Mechanistic models aim to explain phenomena in terms of causal mechanisms, and candidate models are validated by investigating whether proposed mechanisms can explain how experimental data manifests. The mechanistic modelling is generally through the use of differential equations, and these models often have non-measurable parameters. A central challenge in building a mechanistic model is to identify the parametrization of the system which achieves an agreement between the model and experimental data.

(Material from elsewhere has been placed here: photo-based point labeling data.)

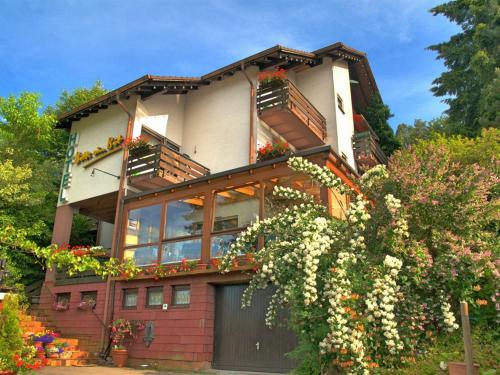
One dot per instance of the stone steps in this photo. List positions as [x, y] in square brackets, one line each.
[71, 356]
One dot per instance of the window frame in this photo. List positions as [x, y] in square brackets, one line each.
[154, 288]
[175, 289]
[124, 294]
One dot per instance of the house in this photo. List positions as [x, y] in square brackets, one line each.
[194, 188]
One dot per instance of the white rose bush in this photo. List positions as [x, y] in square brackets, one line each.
[355, 309]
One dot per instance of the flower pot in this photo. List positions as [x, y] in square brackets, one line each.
[119, 356]
[460, 368]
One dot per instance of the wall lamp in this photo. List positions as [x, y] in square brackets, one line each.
[100, 170]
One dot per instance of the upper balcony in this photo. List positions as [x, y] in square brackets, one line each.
[282, 106]
[365, 144]
[161, 166]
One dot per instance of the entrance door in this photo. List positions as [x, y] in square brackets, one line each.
[242, 340]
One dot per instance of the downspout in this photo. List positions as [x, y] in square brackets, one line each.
[251, 148]
[115, 243]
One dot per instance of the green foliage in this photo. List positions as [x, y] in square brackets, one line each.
[450, 348]
[470, 86]
[69, 100]
[377, 114]
[31, 155]
[11, 335]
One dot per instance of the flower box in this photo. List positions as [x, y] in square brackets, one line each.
[460, 368]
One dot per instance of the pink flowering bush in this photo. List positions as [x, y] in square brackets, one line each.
[373, 291]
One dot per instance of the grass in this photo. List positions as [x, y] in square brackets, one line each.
[449, 348]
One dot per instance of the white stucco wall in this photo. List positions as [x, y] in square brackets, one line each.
[166, 115]
[94, 132]
[317, 86]
[345, 122]
[216, 123]
[320, 86]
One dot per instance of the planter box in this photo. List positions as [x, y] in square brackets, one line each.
[459, 368]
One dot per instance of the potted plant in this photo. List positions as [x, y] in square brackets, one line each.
[273, 151]
[62, 305]
[270, 77]
[137, 146]
[121, 331]
[86, 304]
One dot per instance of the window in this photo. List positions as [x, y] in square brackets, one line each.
[181, 295]
[183, 227]
[143, 228]
[154, 297]
[235, 209]
[89, 297]
[340, 103]
[142, 256]
[62, 299]
[129, 298]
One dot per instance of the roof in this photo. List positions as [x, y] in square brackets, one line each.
[278, 55]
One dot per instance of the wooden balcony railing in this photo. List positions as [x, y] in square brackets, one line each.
[367, 151]
[162, 166]
[286, 110]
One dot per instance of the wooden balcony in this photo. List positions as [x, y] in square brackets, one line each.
[162, 166]
[365, 144]
[282, 106]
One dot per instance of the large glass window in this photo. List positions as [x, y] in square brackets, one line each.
[143, 226]
[142, 256]
[184, 218]
[235, 209]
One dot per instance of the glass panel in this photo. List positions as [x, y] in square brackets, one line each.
[181, 296]
[339, 203]
[142, 256]
[155, 296]
[130, 298]
[220, 244]
[301, 182]
[176, 251]
[143, 225]
[184, 218]
[236, 208]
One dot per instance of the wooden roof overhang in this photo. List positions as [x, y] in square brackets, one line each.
[274, 57]
[238, 175]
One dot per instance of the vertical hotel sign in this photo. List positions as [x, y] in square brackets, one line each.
[68, 165]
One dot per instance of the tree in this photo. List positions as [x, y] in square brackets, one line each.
[377, 114]
[408, 135]
[471, 85]
[71, 100]
[31, 156]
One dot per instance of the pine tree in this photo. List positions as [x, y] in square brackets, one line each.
[471, 85]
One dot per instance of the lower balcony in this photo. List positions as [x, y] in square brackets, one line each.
[287, 111]
[365, 144]
[162, 166]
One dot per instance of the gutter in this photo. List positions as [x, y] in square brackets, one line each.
[110, 284]
[251, 148]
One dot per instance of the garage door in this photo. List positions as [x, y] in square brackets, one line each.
[242, 340]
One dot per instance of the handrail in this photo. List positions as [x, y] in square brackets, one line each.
[165, 162]
[283, 94]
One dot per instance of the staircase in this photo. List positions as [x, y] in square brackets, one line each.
[72, 355]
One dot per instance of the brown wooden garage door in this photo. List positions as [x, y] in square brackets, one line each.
[242, 340]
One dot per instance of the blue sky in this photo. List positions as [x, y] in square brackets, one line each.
[50, 45]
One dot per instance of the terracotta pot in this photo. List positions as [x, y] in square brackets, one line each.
[119, 356]
[459, 368]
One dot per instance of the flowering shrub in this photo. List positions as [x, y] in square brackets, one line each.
[123, 329]
[269, 76]
[273, 151]
[137, 145]
[365, 292]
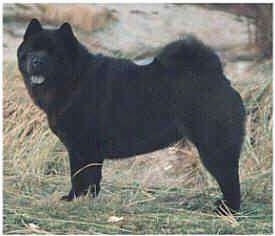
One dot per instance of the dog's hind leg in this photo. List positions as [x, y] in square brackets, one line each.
[219, 151]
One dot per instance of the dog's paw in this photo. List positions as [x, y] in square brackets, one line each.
[70, 197]
[222, 208]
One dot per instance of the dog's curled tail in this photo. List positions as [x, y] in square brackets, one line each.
[190, 54]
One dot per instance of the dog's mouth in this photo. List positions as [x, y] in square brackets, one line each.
[37, 79]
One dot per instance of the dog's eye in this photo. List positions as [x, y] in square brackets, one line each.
[22, 56]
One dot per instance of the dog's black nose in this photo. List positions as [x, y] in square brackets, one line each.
[36, 62]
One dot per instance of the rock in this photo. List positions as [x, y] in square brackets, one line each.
[85, 17]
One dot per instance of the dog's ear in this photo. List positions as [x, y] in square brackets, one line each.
[68, 37]
[66, 30]
[33, 28]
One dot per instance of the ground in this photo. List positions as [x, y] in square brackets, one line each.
[172, 192]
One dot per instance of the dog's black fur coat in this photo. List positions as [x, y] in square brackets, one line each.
[102, 107]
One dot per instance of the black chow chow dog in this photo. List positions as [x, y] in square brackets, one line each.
[102, 107]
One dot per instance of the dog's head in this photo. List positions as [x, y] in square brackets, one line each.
[46, 57]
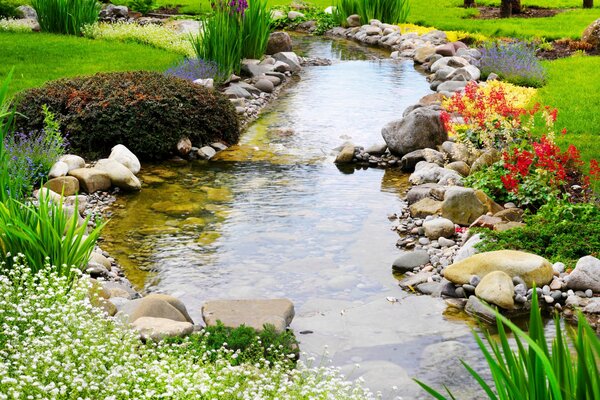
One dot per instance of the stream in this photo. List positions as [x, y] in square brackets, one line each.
[274, 217]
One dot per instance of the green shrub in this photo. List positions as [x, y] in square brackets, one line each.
[55, 345]
[560, 231]
[145, 111]
[142, 6]
[248, 345]
[66, 16]
[565, 370]
[8, 8]
[43, 234]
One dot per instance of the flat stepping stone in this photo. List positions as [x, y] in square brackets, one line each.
[251, 313]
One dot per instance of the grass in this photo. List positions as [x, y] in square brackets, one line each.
[537, 370]
[40, 57]
[573, 88]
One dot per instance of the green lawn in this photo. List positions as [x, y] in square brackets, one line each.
[39, 57]
[573, 88]
[449, 15]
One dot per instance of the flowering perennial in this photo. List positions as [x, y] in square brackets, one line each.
[492, 115]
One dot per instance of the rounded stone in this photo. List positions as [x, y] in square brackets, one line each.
[439, 227]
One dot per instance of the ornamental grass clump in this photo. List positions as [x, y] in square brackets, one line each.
[66, 16]
[43, 233]
[55, 345]
[388, 11]
[513, 61]
[236, 30]
[566, 369]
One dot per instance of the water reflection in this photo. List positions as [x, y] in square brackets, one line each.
[274, 217]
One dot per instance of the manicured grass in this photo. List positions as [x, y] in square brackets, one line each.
[39, 57]
[573, 88]
[449, 15]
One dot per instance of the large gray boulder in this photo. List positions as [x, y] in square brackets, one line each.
[420, 129]
[123, 155]
[586, 275]
[119, 174]
[529, 267]
[290, 58]
[497, 288]
[252, 313]
[462, 206]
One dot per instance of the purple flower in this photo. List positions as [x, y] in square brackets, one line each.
[514, 62]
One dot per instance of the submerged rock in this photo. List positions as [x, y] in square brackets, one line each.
[497, 288]
[252, 313]
[420, 129]
[530, 267]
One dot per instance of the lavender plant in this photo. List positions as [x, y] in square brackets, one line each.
[513, 62]
[31, 155]
[192, 69]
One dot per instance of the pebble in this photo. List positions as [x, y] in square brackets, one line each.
[546, 290]
[460, 292]
[446, 242]
[469, 288]
[520, 289]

Many mechanistic models are defined through simulators which describe how the process generates data. However, simulators are poorly suited for inference and lead to challenging inverse problems. Standard Bayesian inference is performed within the context of a statistical model from which the likelihood can be derived. Likelihoods are generally intractable or computationally infeasible for simulator models, which makes the typical approach to inference inaccessible.

LFI, or SBI, refers to a suite of algorithms that avoid explicit likelihood evaluations by instead using model simulations.

The ABC of Approximate Bayesian Computation

Approximate Bayesian Computation (ABC) constitutes a class of computational sampling algorithms rooted in Bayesian statistics that bypass evaluation of the likelihood function. Given observed data \(y_\mathrm{obs}\), a simulator model \(\mathrm{M}(\theta)\) with parameters \(\theta\) having prior distributions \(\pi (\theta)\), ABC algorithms can be used to estimate the posterior distributions \(\pi (\theta \mid y_\mathrm{obs})\) over model parameters.

At its heart, the ABC approach is quite simple; evaluation of the likelihood is replaced by comparing simulated data (generated by the simulator model) to observed data, in order to assess how likely it is that the model could have produced the observed data.

Parameter Identification with pyLFI

pyLFI is made to be general and flexible so that it can accommodate other algorithms as well. The price to pay for the generality and flexibility is that the simulation of data and calculation of summary statistics from the data are left entirely to the user.

To perform parameter identification with pyLFI, there are generally four inputs that need to be specified:

  1. A simulator model. The mechanistic model needs to be specified through a simulator model that can generate simulated data \(y_\mathrm{sim}\) for any parameters \(\theta\). The simulator must be a Python callable.

  2. A summary statistics calculator. The ABC algorithms require the use of low-dimensional summary statistics \(s = S(y)\) calculated from the raw data \(y\). The summary statistics calculator must be a Python callable.

  3. Observed data \(y_\mathrm{obs}\). This must be on the same form as \(y_\mathrm{sim}\).

  4. A prior \(\pi (\theta)\) for each unknown parameter that describes the range of possible parameter values. Priors must be pylfi.Prior objects.

Simulators or summary statistic calculators not written in Python can be used as long as they can be wrapped in a Python function or class __call__ method.